McKay, AKA, Heikura, IA, Burke, LM, Peeling, P, Pyne, DB, van Swelm, RPL, Laarakkers, CM, Cox, GR
International journal of sport nutrition and exercise metabolism. 2020;(1):34-41
Abstract
Sleeping with low carbohydrate (CHO) availability is a dietary strategy that may enhance training adaptation. However, the impact on an athlete's health is unclear. This study quantified the effect of a short-term "sleep-low" dietary intervention on markers of iron regulation and immune function in athletes. In a randomized, repeated-measures design, 11 elite triathletes completed two 4-day mixed cycle run training blocks. Key training sessions were structured such that a high-intensity training session was performed in the field on the afternoon of Days 1 and 3, and a low-intensity training (LIT) session was performed on the following morning in the laboratory (Days 2 and 4).
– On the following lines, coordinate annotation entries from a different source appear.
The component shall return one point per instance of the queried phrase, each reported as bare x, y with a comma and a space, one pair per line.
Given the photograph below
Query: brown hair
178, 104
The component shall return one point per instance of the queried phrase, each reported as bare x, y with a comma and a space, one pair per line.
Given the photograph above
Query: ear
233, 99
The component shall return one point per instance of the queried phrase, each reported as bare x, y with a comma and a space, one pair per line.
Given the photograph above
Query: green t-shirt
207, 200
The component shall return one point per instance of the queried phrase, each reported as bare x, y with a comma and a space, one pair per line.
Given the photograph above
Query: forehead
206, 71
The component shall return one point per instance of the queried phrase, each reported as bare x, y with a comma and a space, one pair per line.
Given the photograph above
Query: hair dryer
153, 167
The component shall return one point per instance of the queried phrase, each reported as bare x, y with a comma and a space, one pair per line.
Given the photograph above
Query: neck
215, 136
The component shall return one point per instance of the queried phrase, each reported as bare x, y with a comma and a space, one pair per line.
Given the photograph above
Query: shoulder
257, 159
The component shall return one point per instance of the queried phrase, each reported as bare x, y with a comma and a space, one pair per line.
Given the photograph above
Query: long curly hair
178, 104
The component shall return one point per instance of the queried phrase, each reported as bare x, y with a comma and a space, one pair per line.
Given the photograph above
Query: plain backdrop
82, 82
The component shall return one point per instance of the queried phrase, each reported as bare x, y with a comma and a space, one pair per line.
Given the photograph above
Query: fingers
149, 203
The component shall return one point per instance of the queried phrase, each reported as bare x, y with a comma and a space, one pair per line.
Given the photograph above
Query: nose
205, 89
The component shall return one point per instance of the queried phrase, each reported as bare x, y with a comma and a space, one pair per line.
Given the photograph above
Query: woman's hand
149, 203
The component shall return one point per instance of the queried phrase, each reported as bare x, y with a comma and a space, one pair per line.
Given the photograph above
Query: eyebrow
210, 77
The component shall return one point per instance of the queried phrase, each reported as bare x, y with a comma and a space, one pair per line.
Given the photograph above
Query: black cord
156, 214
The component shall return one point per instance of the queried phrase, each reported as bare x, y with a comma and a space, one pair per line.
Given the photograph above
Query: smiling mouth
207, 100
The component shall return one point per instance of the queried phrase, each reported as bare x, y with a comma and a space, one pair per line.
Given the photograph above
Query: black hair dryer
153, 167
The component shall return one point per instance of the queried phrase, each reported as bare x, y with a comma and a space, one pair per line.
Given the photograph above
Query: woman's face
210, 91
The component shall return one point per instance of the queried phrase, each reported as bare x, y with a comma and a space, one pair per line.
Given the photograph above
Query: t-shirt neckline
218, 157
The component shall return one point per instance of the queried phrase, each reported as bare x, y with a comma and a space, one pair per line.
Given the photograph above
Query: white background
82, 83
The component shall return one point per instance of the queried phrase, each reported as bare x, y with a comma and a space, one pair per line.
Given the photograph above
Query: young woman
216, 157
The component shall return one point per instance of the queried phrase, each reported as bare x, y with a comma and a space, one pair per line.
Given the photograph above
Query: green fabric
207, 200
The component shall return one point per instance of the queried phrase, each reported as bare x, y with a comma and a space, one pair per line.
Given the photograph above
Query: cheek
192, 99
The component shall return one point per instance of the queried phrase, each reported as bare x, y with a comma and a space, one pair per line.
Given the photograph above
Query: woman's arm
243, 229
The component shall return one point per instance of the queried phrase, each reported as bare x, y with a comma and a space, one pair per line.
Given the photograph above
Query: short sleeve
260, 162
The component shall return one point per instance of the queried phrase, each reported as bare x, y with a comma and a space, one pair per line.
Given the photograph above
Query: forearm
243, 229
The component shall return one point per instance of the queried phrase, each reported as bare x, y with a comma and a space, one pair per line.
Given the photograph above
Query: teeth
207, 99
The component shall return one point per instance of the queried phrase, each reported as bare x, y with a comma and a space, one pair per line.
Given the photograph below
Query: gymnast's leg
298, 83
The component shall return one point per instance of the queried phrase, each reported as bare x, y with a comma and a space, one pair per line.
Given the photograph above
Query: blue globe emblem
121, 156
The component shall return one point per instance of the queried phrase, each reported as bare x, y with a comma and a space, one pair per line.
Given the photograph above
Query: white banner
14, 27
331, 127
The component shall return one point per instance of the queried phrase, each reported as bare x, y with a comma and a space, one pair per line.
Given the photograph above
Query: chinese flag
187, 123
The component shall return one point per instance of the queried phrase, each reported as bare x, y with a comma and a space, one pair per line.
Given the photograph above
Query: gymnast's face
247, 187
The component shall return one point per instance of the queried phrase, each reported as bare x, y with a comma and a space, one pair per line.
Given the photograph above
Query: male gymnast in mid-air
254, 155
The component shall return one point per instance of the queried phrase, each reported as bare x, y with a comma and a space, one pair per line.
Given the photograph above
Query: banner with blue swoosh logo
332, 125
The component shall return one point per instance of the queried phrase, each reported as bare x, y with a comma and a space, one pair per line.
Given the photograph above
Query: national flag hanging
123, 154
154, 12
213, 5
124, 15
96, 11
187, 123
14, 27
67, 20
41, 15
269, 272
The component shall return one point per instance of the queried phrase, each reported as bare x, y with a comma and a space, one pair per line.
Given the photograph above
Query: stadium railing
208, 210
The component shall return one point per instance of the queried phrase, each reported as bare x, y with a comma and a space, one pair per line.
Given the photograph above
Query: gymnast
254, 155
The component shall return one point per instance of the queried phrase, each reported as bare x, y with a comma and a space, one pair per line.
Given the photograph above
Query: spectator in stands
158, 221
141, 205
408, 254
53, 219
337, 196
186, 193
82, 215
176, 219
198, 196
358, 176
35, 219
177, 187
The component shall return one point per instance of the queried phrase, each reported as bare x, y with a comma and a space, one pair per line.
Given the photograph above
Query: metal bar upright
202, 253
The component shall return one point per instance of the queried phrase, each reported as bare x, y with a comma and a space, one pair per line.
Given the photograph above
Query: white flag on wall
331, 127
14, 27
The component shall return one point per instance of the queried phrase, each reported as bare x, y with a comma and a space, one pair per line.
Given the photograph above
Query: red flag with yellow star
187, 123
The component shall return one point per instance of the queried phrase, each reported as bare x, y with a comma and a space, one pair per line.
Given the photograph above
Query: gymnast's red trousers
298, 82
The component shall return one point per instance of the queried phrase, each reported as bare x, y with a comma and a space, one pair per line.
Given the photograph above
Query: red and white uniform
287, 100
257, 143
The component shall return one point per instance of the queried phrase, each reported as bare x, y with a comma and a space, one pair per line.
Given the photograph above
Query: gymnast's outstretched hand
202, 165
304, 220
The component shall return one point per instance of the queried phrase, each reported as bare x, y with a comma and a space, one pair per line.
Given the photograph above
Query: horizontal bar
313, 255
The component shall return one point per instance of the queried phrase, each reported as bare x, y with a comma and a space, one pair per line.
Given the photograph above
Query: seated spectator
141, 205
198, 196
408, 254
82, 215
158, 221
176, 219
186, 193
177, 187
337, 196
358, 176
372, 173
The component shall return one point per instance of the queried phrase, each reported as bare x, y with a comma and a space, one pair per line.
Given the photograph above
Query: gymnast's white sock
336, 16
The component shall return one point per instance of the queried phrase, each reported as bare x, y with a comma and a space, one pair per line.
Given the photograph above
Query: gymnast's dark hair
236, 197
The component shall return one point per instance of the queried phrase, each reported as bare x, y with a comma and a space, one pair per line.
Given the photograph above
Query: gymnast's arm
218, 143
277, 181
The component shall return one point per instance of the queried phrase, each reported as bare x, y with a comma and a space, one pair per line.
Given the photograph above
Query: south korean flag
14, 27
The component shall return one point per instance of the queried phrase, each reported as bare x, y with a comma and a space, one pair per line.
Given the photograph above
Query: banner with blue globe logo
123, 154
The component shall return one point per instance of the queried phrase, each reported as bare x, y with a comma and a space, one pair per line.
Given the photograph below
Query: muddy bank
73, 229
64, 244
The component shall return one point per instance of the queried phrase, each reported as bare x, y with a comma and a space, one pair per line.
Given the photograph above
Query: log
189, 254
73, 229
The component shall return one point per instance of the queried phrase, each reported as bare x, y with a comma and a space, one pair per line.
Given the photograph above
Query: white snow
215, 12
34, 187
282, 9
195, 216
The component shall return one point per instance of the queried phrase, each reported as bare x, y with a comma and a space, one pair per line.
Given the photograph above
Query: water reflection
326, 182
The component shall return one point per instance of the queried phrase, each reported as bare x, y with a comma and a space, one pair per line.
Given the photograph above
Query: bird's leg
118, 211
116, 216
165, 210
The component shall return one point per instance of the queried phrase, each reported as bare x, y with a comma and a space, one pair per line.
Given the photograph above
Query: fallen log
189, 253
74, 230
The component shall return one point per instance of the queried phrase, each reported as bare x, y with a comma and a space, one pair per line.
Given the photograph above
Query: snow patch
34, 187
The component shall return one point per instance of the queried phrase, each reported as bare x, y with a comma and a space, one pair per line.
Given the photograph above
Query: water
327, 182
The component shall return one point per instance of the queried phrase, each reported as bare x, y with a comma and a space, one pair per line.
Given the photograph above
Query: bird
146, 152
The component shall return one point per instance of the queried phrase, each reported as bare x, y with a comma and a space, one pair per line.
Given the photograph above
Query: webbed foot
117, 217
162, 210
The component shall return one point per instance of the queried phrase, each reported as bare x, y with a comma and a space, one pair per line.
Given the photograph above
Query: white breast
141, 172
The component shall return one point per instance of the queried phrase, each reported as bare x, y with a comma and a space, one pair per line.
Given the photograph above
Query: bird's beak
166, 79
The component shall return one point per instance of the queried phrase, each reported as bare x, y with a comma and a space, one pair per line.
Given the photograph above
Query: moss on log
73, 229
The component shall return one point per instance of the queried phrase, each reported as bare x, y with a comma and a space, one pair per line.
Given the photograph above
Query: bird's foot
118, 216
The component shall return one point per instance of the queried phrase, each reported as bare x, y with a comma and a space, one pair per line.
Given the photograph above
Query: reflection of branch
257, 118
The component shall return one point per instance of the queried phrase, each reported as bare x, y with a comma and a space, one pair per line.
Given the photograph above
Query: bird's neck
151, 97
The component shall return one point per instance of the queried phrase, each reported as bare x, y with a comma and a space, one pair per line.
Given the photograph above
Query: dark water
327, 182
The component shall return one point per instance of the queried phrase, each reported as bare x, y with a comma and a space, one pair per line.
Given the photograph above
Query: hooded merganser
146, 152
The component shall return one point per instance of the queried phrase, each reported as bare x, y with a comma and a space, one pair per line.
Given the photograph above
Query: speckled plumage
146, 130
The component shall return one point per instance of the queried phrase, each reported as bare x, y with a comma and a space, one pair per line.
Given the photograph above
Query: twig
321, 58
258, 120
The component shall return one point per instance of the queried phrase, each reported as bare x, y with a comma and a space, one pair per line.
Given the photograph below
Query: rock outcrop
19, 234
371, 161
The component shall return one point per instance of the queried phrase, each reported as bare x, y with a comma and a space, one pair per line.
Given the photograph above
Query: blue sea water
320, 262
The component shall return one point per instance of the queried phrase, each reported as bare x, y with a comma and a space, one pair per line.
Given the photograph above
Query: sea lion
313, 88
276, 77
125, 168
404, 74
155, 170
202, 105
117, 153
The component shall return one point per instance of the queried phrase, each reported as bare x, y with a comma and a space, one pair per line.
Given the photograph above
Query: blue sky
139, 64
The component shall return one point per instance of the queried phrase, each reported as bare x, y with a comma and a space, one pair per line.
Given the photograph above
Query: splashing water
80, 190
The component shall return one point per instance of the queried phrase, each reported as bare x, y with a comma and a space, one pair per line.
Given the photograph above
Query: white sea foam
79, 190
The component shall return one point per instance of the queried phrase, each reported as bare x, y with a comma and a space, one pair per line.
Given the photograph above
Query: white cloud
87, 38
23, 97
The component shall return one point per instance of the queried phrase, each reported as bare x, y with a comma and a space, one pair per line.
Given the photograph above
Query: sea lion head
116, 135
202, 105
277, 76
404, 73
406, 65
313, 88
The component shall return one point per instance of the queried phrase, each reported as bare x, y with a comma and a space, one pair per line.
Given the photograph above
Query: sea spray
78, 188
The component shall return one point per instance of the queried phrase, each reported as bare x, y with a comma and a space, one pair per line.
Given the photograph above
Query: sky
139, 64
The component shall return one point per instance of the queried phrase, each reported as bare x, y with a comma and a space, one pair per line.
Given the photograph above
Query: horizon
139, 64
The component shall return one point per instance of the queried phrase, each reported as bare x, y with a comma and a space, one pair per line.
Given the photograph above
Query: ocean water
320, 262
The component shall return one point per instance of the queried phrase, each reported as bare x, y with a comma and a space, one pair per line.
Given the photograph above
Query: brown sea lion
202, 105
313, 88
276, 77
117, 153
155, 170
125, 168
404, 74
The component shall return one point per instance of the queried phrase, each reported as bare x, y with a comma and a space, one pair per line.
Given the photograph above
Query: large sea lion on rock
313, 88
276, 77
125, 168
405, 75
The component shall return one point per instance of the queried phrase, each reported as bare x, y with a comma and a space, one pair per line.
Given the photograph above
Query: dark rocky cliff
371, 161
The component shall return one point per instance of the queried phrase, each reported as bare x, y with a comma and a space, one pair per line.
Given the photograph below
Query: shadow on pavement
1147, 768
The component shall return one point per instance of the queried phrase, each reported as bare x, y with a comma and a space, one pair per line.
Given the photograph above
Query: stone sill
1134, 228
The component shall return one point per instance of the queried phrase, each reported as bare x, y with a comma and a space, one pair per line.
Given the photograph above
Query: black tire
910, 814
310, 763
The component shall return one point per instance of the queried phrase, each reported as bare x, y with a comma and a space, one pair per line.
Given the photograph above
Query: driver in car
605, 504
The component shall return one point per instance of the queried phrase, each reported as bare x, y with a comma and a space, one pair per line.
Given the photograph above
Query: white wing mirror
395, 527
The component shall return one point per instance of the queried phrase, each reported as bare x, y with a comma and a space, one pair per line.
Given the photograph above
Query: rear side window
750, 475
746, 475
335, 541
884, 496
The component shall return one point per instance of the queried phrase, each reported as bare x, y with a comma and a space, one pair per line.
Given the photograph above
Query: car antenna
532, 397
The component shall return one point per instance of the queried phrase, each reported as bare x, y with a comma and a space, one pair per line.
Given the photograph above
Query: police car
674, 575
The ingestion of CHO was either divided evenly across the day (HIGH) or restricted between the high-intensity training and LIT sessions, so that the LIT session was performed with low CHO availability (LOW). Venous blood and saliva samples were collected prior to and following each LIT session and analyzed for interleukin-6, hepcidin 25, and salivary immunoglobulin-A. Concentrations of interleukin-6 increased acutely after exercise (p < .001), but did not differ between dietary conditions or days. Hepcidin 25 increased 3-hr postexercise (p < .001), with the greatest increase evident after the LOW trial on Day 2 (2.5 ± 0.9 fold increase ±90% confidence limit). The salivary immunoglobulin-A secretion rate did not change in response to exercise; however, it was highest during the LOW condition on Day 4 (p = .046). There appears to be minimal impact to markers of immune function and iron regulation when acute exposure to low CHO availability is undertaken with expert nutrition and coaching input.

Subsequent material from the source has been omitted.